Teriflunomide: relevant potential dual mechanisms of actions. Teriflunomide may express a dual action relevant to active COVID-19 infection. Teriflunomide could potentially interfere with viral replication in infected cells by blocking de novo pyrimidine synthesis and exerting an antiviral effect (left image). In addition, within immune cells (right image), teriflunomide could dampen the unwanted host immune activation through three distinct mechanisms: 1. reducing cytokine production, in particular IL-6, which is thought to contribute to acute respiratory distress syndrome in COVID-19 infection; 2. decreasing immune cell activation by disrupting interactions with antigen-presenting cells (via non-DHOH-mediated impairment of integrin activation and decreased protein aggregation); and 3. blocking cell proliferation through depletion of the intracellular pyrimidine pool

In addition, there is emerging evidence suggesting a direct antiviral effect for teriflunomide and other DHODH inhibitors against a range of viruses such as Theiler’s, virulent Newcastle disease, respiratory syncytial, Ebola, cytomegalovirus, Epstein–Barr, and picornavirus (foot-and-mouth disease) [25,26,27,28]. Moreover, a preliminary pre-clinical study suggests that teriflunomide could combat COVID-19 though dual antiviral and immunomodulatory actions [29]. The proposed main mechanism of antiviral action is depletion of cellular de novo nucleotides biosynthesis, which is required for viral replication (Fig. 3). However, these data should be interpreted with caution, given that there are no clinical studies to date directly demonstrating an antiviral effect of teriflunomide in humans.

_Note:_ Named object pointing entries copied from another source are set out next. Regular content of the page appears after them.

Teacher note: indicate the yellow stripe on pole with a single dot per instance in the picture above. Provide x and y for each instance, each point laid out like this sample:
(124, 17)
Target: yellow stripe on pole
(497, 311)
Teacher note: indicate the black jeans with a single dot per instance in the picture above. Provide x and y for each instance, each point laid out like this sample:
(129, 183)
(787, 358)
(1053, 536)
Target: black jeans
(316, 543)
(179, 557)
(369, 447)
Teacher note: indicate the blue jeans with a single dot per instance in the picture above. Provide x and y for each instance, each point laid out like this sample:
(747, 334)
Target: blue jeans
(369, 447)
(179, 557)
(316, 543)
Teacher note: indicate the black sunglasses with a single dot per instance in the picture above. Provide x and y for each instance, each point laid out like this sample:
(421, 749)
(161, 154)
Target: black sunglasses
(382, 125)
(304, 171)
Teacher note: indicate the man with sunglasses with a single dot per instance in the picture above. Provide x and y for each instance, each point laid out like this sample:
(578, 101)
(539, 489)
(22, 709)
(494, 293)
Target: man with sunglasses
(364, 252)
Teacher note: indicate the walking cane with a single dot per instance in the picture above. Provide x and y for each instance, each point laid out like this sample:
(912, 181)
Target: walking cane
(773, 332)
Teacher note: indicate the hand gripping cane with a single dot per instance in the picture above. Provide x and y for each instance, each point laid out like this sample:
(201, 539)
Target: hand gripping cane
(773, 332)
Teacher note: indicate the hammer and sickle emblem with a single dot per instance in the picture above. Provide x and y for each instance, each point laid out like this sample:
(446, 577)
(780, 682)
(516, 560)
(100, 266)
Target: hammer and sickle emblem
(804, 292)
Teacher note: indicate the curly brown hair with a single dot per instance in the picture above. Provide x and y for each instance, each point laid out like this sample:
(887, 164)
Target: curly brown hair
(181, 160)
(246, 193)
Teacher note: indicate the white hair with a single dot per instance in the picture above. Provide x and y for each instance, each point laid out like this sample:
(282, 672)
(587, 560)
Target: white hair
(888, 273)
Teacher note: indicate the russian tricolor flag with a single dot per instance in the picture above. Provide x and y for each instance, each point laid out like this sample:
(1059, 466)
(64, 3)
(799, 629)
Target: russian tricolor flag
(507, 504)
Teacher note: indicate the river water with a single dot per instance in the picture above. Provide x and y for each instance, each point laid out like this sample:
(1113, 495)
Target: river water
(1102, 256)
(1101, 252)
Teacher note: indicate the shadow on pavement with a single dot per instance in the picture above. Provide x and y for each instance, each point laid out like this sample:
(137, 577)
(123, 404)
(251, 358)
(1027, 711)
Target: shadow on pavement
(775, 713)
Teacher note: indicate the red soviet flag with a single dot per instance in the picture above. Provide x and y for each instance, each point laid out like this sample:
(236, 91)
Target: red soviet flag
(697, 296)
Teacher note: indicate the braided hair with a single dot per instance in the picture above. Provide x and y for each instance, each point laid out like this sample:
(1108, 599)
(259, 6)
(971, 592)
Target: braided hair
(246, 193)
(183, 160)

Patient 5 had the highest risk of mortality from COVID-19 (due to age and hypertension) and required an intensive care admission for a bacterial infection preceding COVID-19. However, even in the face of these hazards, she recovered completely from COVID-19 while continuing to be treated with teriflunomide. On the other hand, it is important to note that this patient was different from the other four patients, given that she was on a lower (every other day) dose of teriflunomide during the COVID-19 illness and did not receive the drug for 12 days preceding infection. However, given the long half-life of teriflunomide, the drug most likely had carry-over biologic effects in the days immediately preceding the onset of COVID-19 [30].

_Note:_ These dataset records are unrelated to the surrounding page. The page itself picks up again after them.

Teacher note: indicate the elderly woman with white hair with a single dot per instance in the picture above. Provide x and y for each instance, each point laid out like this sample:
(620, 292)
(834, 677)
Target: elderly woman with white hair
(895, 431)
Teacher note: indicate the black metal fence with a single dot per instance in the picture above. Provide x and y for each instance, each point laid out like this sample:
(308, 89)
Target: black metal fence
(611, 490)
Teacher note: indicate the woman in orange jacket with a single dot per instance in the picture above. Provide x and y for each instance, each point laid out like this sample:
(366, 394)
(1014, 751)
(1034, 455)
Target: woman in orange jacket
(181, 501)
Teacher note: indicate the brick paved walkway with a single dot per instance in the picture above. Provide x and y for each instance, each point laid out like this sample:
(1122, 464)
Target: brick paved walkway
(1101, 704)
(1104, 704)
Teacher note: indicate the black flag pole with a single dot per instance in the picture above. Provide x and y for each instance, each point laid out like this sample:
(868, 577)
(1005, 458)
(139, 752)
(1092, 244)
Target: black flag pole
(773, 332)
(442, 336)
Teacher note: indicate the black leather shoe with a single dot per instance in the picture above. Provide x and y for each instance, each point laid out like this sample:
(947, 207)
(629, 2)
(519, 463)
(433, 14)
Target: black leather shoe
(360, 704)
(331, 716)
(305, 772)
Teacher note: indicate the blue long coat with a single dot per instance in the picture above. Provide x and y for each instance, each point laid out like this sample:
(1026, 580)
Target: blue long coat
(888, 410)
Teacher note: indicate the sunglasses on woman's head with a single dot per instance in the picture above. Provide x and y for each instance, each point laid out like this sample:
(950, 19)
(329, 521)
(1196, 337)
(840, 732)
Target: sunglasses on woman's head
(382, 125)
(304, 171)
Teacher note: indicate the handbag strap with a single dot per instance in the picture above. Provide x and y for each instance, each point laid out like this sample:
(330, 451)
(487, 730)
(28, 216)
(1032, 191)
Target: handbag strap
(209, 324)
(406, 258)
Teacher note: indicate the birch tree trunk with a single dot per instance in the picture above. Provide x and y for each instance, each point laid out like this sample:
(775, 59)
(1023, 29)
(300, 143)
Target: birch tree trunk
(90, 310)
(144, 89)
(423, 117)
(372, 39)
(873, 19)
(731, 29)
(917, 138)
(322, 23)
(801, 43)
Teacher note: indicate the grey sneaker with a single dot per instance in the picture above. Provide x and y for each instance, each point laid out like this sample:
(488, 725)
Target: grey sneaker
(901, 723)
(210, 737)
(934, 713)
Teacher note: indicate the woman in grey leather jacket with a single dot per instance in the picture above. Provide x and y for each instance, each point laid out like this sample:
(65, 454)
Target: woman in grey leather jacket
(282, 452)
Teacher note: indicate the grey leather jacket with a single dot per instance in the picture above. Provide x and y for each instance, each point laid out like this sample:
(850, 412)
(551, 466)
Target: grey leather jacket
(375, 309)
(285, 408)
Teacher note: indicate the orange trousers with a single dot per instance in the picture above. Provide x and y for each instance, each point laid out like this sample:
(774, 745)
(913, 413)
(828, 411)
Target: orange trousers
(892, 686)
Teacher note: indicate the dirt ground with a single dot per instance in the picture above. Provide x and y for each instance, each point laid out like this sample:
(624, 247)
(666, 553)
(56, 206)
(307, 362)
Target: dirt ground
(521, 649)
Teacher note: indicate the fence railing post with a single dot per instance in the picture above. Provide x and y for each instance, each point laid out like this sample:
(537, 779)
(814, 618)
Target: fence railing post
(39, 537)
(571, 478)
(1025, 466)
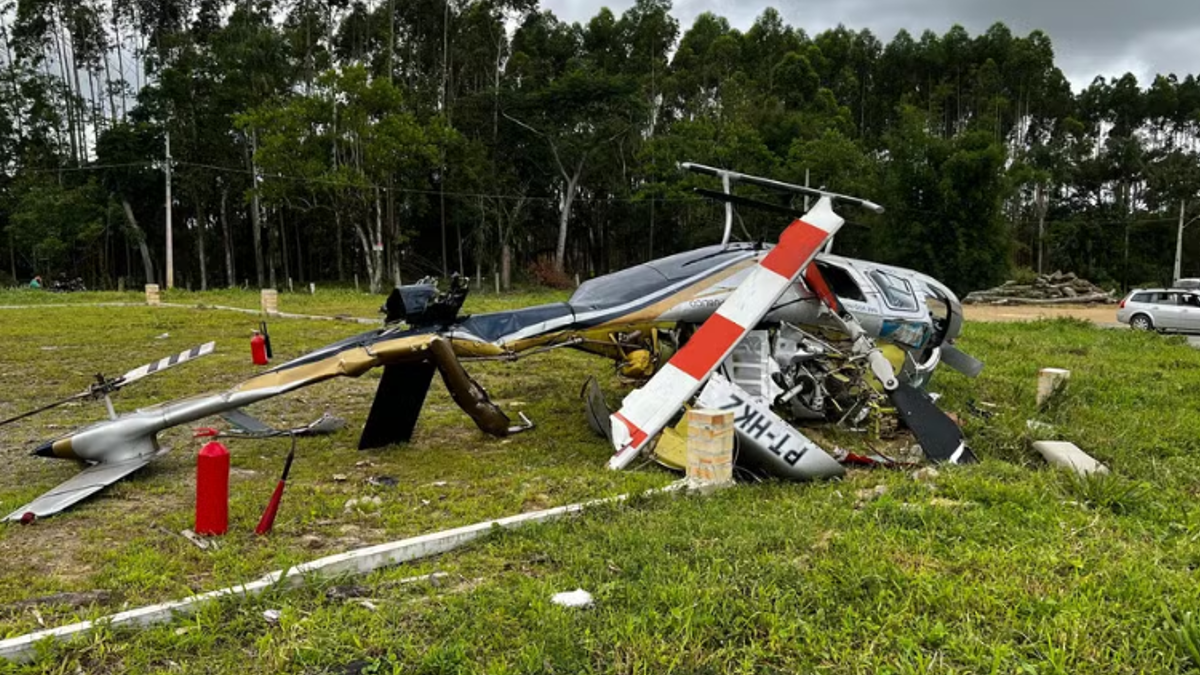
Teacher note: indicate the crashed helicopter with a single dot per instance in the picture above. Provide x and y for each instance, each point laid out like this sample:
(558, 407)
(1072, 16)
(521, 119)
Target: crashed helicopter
(745, 326)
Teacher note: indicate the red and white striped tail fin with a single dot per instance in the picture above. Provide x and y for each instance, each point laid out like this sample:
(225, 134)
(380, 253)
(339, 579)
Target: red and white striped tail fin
(646, 411)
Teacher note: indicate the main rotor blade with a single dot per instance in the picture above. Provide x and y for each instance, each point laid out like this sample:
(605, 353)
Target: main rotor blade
(165, 363)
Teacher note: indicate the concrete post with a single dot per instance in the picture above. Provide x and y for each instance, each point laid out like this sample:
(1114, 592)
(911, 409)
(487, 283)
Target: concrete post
(270, 302)
(709, 448)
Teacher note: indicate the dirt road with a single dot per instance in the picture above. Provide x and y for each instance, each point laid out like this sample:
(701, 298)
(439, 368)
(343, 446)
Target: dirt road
(1099, 315)
(1103, 315)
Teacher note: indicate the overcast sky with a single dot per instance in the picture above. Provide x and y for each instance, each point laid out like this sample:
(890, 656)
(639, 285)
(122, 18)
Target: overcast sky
(1091, 37)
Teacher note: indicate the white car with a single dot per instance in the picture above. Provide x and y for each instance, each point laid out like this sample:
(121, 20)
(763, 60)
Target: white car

In conclusion, our observations suggest that teriflunomide may not need to be discontinued in patients with MS who develop an active COVID-19 infection. Furthermore, additional studies may be warranted to assess if the drug can be used to treat COVID-19. However, we must acknowledge that the favorable outcome in our patients may have been unrelated to teriflunomide, given that most patients recover spontaneously without treatment. Moreover, this case series was small, retrospective, open-label, uncontrolled, and non-randomized; future studies are necessary to confirm and extend our preliminary findings.